2 out of 5 stars Fails to deliver character development or plot   August 7, 2008
While the basic idea is intriguing, the book fails to deliver in terms of character development and plot.

I found Ella selfish and whiney, an impression that only intensified through contrast with Isabelle, who lives at a time when as a woman and refugee she has far fewer options than Ella has today, and yet responds with courage and concern for others. Isabelle's character interested me initially, but unfortunately she remained the same from childhood to middle-adulthood. Isabelle makes little impact on her surroundings, and at the same time it is not shown how circumstances impact her. Ella stays consistently whiney throughout, and if anything, the book celebrates her becoming even more selfish.

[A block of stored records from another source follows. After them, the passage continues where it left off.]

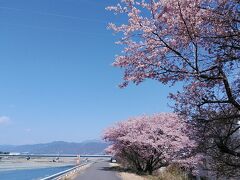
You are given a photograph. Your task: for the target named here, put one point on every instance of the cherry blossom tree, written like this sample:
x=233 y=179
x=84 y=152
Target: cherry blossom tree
x=193 y=42
x=147 y=143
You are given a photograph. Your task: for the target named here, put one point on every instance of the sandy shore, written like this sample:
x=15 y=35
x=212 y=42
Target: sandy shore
x=13 y=163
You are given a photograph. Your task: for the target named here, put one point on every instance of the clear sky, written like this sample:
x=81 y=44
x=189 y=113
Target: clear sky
x=56 y=78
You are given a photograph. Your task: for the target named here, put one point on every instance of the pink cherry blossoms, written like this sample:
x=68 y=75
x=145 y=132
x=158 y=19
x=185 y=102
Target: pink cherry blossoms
x=196 y=42
x=147 y=143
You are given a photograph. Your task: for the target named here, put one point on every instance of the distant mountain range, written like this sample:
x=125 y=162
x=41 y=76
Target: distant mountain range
x=58 y=147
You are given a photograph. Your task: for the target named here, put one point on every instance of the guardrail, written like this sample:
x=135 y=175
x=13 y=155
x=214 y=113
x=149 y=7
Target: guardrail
x=51 y=155
x=54 y=176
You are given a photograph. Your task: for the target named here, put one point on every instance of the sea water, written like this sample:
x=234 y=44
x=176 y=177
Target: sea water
x=31 y=174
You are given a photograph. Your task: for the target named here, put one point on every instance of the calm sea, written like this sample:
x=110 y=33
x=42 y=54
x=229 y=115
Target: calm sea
x=31 y=174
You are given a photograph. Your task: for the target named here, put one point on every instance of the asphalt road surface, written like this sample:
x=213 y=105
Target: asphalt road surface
x=98 y=171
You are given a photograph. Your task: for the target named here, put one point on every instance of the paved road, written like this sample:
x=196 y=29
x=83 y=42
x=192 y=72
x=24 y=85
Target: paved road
x=98 y=171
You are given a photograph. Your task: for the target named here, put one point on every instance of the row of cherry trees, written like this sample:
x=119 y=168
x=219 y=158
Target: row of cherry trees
x=147 y=143
x=196 y=42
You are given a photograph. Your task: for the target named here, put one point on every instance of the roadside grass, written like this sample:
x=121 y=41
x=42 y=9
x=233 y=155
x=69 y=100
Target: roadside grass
x=170 y=173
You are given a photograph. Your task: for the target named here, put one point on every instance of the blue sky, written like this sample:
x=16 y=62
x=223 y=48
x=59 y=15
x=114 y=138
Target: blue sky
x=57 y=82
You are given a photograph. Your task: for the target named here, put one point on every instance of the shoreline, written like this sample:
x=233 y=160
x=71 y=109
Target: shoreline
x=11 y=164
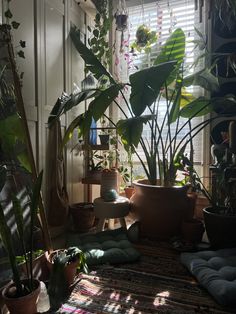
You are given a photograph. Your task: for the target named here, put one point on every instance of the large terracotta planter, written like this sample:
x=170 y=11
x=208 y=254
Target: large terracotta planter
x=220 y=228
x=161 y=210
x=22 y=305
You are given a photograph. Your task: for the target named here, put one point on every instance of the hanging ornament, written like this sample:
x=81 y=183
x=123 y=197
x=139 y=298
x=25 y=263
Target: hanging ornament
x=121 y=16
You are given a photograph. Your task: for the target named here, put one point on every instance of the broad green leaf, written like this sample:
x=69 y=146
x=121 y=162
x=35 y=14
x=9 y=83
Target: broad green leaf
x=173 y=50
x=11 y=132
x=203 y=78
x=100 y=103
x=146 y=85
x=92 y=63
x=130 y=130
x=199 y=107
x=83 y=122
x=174 y=112
x=3 y=177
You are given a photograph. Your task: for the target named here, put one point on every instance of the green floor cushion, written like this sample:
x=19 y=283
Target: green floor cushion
x=110 y=246
x=215 y=271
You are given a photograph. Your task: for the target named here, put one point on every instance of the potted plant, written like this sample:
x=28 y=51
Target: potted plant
x=144 y=38
x=63 y=265
x=160 y=205
x=220 y=217
x=21 y=294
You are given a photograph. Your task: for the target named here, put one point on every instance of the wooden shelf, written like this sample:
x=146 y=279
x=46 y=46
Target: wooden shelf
x=91 y=180
x=96 y=147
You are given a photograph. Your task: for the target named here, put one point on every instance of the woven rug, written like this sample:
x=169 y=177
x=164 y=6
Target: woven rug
x=158 y=283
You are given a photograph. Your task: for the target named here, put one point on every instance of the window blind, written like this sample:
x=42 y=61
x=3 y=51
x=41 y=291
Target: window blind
x=163 y=17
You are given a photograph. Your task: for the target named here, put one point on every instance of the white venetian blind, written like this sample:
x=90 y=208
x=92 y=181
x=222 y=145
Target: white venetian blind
x=163 y=17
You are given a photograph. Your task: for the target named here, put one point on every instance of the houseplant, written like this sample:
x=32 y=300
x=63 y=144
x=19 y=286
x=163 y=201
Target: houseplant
x=220 y=217
x=21 y=291
x=63 y=265
x=162 y=82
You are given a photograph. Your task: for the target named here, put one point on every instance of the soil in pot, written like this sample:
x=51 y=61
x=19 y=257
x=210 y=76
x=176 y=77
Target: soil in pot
x=21 y=305
x=83 y=216
x=220 y=228
x=161 y=210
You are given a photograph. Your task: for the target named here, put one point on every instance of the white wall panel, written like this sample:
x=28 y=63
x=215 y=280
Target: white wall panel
x=54 y=54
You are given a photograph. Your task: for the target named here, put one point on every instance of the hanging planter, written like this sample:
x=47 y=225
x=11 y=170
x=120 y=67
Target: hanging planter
x=121 y=21
x=144 y=38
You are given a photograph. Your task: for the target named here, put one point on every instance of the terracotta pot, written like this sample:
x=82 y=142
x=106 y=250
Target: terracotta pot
x=70 y=269
x=129 y=191
x=192 y=230
x=220 y=228
x=22 y=305
x=83 y=216
x=161 y=210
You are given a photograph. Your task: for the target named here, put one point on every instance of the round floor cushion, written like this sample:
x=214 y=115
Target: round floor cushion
x=215 y=271
x=110 y=246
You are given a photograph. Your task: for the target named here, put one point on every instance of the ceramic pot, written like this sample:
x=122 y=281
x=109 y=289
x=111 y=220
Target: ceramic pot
x=192 y=230
x=83 y=216
x=70 y=269
x=22 y=305
x=161 y=210
x=220 y=228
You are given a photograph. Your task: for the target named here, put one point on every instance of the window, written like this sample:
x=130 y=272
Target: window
x=163 y=17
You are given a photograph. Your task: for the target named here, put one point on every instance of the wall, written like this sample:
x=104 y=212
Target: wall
x=51 y=65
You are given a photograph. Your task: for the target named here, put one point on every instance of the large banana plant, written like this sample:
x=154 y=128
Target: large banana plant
x=6 y=236
x=162 y=83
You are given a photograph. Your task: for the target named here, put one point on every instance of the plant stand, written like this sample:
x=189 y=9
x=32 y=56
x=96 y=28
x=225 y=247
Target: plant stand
x=111 y=210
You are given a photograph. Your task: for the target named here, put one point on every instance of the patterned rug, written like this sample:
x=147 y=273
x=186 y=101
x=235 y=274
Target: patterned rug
x=158 y=283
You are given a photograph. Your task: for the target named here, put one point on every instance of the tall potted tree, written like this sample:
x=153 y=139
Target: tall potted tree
x=20 y=295
x=162 y=210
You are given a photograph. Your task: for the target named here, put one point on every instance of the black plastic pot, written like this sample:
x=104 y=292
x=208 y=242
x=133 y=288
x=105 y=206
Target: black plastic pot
x=220 y=228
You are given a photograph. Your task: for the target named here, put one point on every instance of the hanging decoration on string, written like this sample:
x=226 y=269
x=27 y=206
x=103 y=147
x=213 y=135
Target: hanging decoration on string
x=145 y=37
x=121 y=17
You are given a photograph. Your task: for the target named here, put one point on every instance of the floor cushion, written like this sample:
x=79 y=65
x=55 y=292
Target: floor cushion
x=215 y=271
x=110 y=246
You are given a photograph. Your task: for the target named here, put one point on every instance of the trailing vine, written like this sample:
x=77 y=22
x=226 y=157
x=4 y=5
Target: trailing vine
x=98 y=42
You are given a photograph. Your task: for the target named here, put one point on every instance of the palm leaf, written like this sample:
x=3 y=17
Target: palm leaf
x=173 y=50
x=130 y=130
x=92 y=63
x=146 y=85
x=99 y=105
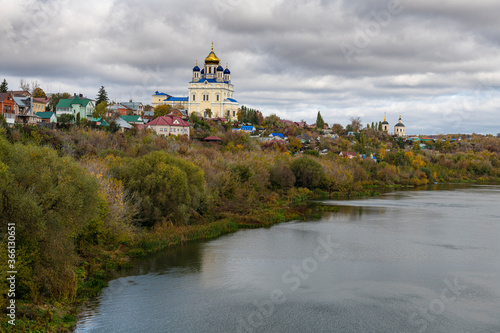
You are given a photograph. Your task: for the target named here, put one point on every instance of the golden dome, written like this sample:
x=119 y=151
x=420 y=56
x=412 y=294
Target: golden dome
x=212 y=58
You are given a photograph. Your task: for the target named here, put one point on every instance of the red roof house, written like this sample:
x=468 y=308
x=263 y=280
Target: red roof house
x=169 y=125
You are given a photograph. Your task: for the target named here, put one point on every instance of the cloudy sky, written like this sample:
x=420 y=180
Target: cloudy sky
x=435 y=63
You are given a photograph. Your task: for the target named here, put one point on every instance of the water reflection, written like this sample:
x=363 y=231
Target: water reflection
x=395 y=256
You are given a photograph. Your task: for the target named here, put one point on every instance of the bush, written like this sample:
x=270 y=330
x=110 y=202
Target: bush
x=281 y=176
x=51 y=200
x=167 y=187
x=308 y=172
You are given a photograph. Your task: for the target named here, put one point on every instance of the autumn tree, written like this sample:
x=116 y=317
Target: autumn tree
x=102 y=96
x=320 y=123
x=308 y=172
x=50 y=199
x=4 y=87
x=356 y=124
x=168 y=187
x=338 y=129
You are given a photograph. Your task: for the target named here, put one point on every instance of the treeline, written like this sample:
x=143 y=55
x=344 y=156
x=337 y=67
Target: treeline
x=82 y=199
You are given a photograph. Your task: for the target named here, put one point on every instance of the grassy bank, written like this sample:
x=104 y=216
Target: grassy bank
x=85 y=200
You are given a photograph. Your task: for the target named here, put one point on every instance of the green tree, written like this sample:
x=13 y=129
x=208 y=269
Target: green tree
x=100 y=110
x=102 y=96
x=162 y=110
x=308 y=172
x=4 y=87
x=281 y=176
x=320 y=123
x=168 y=187
x=50 y=199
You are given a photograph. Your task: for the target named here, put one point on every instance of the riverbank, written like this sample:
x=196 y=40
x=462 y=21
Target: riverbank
x=85 y=200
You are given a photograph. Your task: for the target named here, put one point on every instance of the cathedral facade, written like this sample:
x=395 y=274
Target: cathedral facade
x=211 y=92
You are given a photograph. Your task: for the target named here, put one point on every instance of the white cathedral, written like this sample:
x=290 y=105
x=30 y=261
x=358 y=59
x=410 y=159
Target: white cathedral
x=210 y=92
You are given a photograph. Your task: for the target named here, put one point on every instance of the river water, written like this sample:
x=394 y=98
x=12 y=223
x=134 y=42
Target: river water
x=407 y=261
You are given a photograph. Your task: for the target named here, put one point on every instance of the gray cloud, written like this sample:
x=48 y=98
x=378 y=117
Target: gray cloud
x=435 y=63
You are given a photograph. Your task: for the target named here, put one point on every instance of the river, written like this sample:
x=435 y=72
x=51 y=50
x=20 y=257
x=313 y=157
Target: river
x=406 y=261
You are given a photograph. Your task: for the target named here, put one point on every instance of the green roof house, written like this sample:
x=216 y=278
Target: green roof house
x=133 y=119
x=82 y=108
x=47 y=117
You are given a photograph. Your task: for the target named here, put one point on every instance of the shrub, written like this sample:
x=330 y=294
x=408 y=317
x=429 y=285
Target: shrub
x=281 y=176
x=308 y=172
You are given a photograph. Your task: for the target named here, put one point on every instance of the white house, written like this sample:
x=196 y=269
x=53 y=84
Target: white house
x=169 y=125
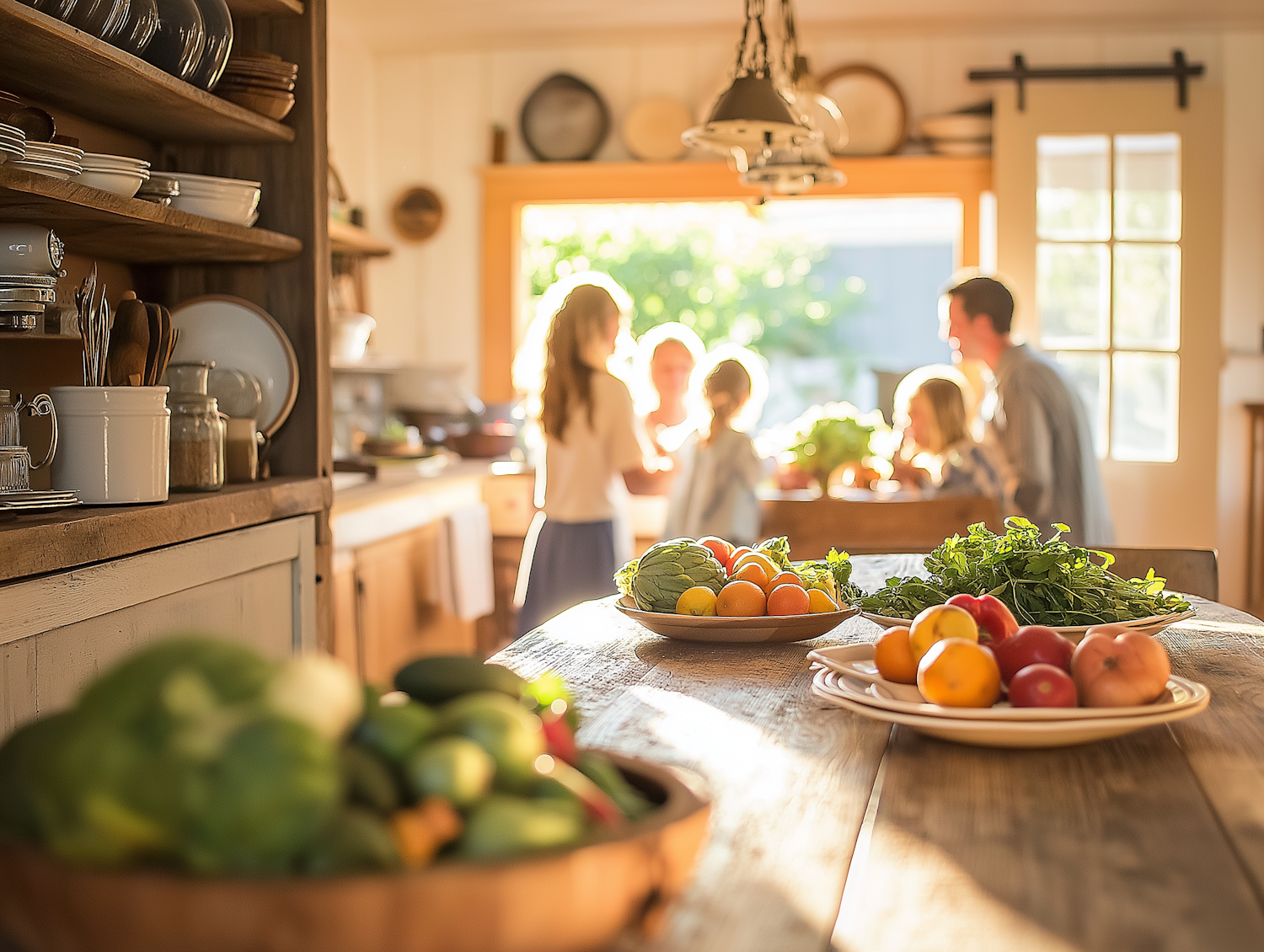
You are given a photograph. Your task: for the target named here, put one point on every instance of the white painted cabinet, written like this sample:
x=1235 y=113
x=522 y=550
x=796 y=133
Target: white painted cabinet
x=255 y=586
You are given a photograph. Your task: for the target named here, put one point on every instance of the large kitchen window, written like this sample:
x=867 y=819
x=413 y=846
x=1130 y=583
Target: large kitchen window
x=838 y=295
x=1107 y=282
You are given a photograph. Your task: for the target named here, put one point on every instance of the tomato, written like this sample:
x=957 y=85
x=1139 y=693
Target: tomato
x=720 y=549
x=1117 y=666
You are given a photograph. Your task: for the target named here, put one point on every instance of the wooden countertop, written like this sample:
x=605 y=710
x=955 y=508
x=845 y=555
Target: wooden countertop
x=35 y=545
x=833 y=831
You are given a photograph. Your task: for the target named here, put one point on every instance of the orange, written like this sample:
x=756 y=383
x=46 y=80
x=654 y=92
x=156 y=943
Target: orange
x=698 y=600
x=958 y=673
x=789 y=600
x=894 y=658
x=940 y=623
x=786 y=578
x=819 y=602
x=753 y=572
x=741 y=600
x=770 y=568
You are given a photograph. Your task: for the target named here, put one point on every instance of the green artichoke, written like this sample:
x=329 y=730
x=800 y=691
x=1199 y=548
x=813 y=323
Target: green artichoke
x=669 y=568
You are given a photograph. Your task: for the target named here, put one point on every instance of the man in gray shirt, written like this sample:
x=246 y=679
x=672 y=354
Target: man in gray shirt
x=1039 y=420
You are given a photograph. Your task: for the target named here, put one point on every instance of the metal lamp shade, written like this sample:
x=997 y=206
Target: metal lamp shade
x=745 y=115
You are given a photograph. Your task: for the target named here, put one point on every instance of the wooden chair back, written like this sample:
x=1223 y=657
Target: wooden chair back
x=813 y=527
x=1191 y=572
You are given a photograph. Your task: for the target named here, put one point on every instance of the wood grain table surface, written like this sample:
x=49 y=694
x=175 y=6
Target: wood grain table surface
x=831 y=831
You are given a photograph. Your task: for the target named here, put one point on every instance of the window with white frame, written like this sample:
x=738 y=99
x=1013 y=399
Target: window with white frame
x=1109 y=282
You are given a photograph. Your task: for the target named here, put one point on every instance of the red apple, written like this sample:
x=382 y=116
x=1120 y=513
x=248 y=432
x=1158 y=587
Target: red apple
x=1031 y=645
x=1117 y=666
x=993 y=616
x=1042 y=686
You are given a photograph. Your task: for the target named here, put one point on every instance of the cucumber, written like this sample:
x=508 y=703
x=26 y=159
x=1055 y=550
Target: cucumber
x=434 y=681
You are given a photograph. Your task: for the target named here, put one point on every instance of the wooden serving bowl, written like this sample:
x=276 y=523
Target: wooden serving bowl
x=563 y=901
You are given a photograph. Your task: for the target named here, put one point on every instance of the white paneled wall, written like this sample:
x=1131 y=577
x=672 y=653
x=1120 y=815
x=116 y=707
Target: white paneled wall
x=399 y=119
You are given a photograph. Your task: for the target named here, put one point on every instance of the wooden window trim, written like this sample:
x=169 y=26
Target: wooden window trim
x=507 y=189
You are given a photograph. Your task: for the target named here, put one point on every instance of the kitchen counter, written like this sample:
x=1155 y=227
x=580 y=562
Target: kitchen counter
x=833 y=831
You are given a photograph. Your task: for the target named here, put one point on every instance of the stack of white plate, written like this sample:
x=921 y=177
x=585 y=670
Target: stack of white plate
x=849 y=679
x=224 y=199
x=52 y=159
x=13 y=143
x=958 y=134
x=121 y=174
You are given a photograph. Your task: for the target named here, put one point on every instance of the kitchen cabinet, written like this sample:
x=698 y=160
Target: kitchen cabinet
x=58 y=631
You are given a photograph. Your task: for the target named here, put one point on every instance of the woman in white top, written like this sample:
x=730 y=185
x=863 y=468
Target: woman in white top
x=591 y=452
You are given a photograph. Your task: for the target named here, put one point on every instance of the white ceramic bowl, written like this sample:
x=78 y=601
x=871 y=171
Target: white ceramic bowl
x=126 y=184
x=237 y=210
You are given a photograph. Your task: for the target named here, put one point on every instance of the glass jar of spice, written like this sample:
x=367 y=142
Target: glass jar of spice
x=197 y=436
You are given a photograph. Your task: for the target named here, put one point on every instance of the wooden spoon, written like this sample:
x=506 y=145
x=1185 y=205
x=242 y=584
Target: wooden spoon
x=154 y=315
x=129 y=341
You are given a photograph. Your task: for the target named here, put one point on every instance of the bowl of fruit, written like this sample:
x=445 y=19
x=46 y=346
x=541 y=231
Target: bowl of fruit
x=708 y=590
x=967 y=671
x=204 y=800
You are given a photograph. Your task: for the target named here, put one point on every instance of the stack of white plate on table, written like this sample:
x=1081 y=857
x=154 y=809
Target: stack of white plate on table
x=224 y=199
x=35 y=500
x=849 y=678
x=52 y=159
x=958 y=134
x=13 y=143
x=121 y=174
x=23 y=298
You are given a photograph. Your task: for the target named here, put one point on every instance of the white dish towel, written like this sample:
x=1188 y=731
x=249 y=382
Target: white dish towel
x=465 y=580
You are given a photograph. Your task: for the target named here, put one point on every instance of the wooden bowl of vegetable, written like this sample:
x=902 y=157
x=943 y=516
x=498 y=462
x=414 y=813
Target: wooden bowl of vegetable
x=564 y=901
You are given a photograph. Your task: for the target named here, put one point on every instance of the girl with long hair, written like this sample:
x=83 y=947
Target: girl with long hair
x=592 y=455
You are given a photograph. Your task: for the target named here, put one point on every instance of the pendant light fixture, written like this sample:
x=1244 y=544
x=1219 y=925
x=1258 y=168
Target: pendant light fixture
x=778 y=129
x=753 y=110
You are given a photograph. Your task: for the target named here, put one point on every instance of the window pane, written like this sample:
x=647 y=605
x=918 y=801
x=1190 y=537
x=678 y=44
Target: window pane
x=1144 y=407
x=1072 y=196
x=1072 y=295
x=1148 y=296
x=1148 y=187
x=1090 y=374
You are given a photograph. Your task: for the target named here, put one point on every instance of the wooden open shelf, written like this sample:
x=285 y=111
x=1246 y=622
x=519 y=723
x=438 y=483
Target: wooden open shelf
x=351 y=239
x=103 y=225
x=265 y=8
x=63 y=539
x=58 y=65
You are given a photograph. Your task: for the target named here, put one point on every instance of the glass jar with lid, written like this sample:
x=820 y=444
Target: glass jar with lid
x=197 y=435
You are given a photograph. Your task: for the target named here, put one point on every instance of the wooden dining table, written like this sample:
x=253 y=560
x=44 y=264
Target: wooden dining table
x=832 y=831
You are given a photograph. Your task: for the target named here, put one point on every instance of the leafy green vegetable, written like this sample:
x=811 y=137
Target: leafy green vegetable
x=1043 y=583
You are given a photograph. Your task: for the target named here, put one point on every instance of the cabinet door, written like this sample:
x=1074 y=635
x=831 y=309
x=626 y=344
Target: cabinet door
x=401 y=613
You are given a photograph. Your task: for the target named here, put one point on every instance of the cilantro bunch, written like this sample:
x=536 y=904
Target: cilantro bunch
x=1043 y=583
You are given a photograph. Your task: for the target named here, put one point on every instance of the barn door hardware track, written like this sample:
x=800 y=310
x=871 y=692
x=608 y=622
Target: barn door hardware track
x=1020 y=72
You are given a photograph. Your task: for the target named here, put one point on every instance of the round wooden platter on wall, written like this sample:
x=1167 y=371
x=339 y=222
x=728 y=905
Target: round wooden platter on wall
x=417 y=214
x=874 y=108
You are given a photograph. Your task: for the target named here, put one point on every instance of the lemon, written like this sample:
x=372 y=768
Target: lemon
x=819 y=602
x=698 y=600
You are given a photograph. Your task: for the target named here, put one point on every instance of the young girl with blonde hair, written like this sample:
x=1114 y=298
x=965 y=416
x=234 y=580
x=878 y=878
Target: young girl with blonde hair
x=591 y=452
x=713 y=494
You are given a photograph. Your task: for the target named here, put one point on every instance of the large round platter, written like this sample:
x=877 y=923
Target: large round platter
x=854 y=663
x=736 y=631
x=996 y=732
x=1152 y=625
x=235 y=333
x=564 y=901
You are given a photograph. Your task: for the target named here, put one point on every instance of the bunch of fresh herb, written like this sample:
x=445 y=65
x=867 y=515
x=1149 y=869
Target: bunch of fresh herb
x=1043 y=583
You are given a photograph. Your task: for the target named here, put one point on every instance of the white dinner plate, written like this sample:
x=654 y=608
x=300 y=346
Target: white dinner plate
x=857 y=678
x=238 y=334
x=1150 y=625
x=999 y=734
x=736 y=631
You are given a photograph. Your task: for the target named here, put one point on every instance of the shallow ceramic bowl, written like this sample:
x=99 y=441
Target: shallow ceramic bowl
x=736 y=631
x=126 y=184
x=564 y=901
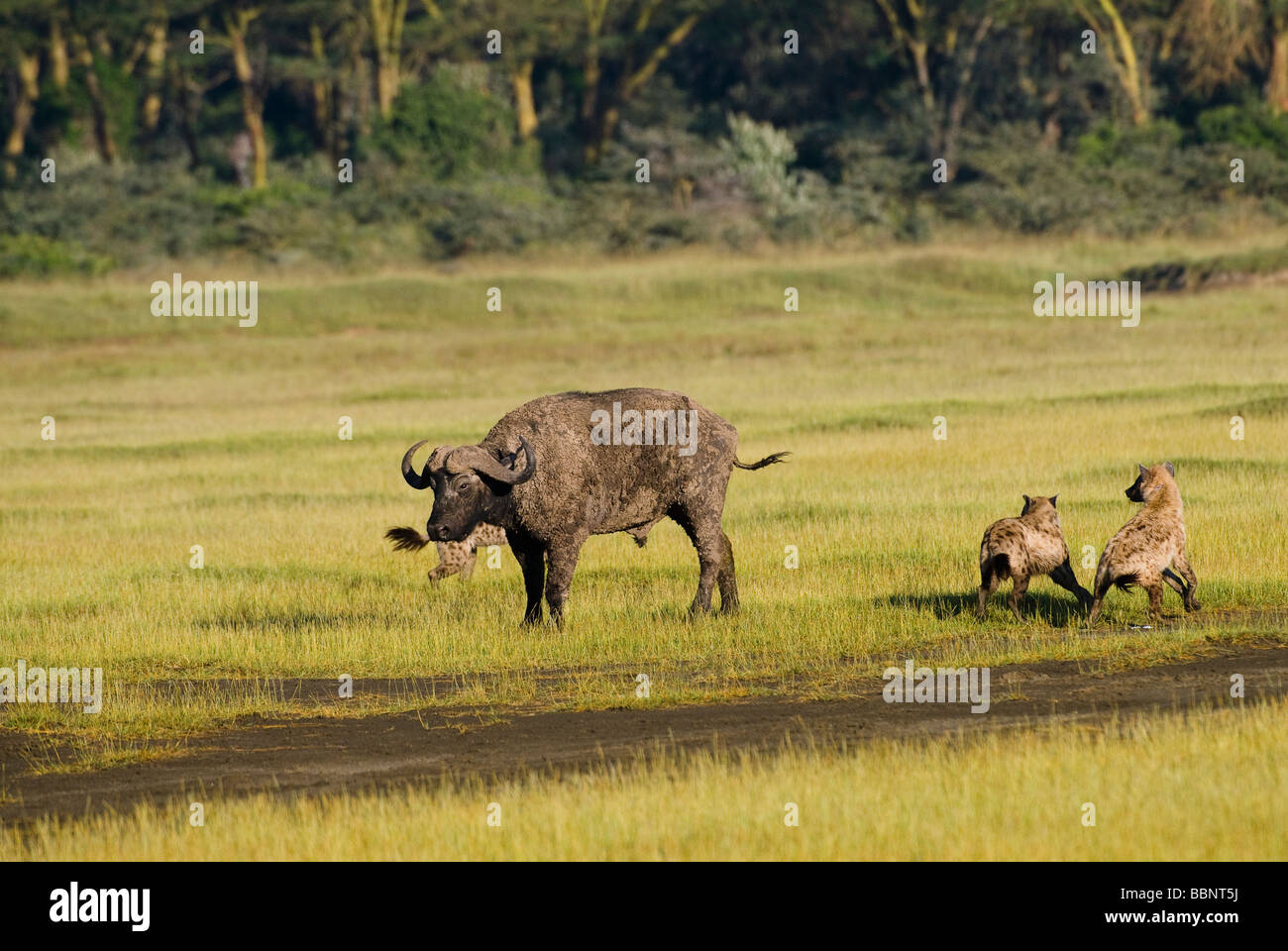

The coincidences used to tie the past/present plotlines feel contrived. The end of the book feels rushed, with Ella making the remaining discoveries about her family's past through dreams (which, conveniently, are no longer abstract) and through especially unbelievable guesswork. Finally, in a book that condemns the persecution of Catholics, which is largely motivated by ignorance, the author nevertheless perpetuates common misunderstandings, showing the central Catholic character eager to "worship" Mary.



1 out of 5 stars Deeply Disturbing - Do Not Recommend   May 30, 2008
 0 out of 2 found this review helpful

No doubt Ms. Chevalier highlights a significant time of religious intolerance, but the tale is disturbing on so many deep levels, I am extremely sorry I read it. I am still trying to erase my memories of this novel and I won't be taking a chance on any other Chevalier material. (I previously read Girl with a Pearl Earring and thought it was interesting.)


4 out of 5 stars A great debut novel   April 26, 2008
I quite like Tracy Chevalier's books, although I believe she has sort of lost her touch with her two most recent novels, The Lady and the Unicorn and Burning Bright. "The Virgin Blue" is her debut novel, and while it also deals with a part of European history, the main motive of all Chevalier's books, displacement, is most evident here. It alternates between two stories, one about Isabelle de Moulin, a young protestant woman dealing with the hardships of life in 1572 France, and a modern-day one about Ella Turner, an American who has recently moved to France with her husband and who starts tracing her family history out of boredom.
The novel is both fun and difficult to read, as it requires some knowledge about the Huguenots and the Massacre of St. Bartholomew, but there is a historical note at the end of the book that explains it all and should be read first. The two women are very well-written characters, although at times too two-dimensional - irregardless, their stories are engaging, and the novel is a real page-turner.
Although not quite as good as Chevalier's smash hit Girl with a Pearl Earring, Deluxe Edition, or her best novel, Falling Angels, "The Virgin Blue" is good historical fiction - far-fetched, engaging and sexy, bordering on erotic.



3 out of 5 stars Hard to get into   February 13, 2008
 0 out of 1 found this review helpful

Hard to get past the first few chapters and I have put it down and cant seem to pick it back up yet. Maybe later I will be able to get into it. Th information about the book is very interesting but the writing is not very fluent.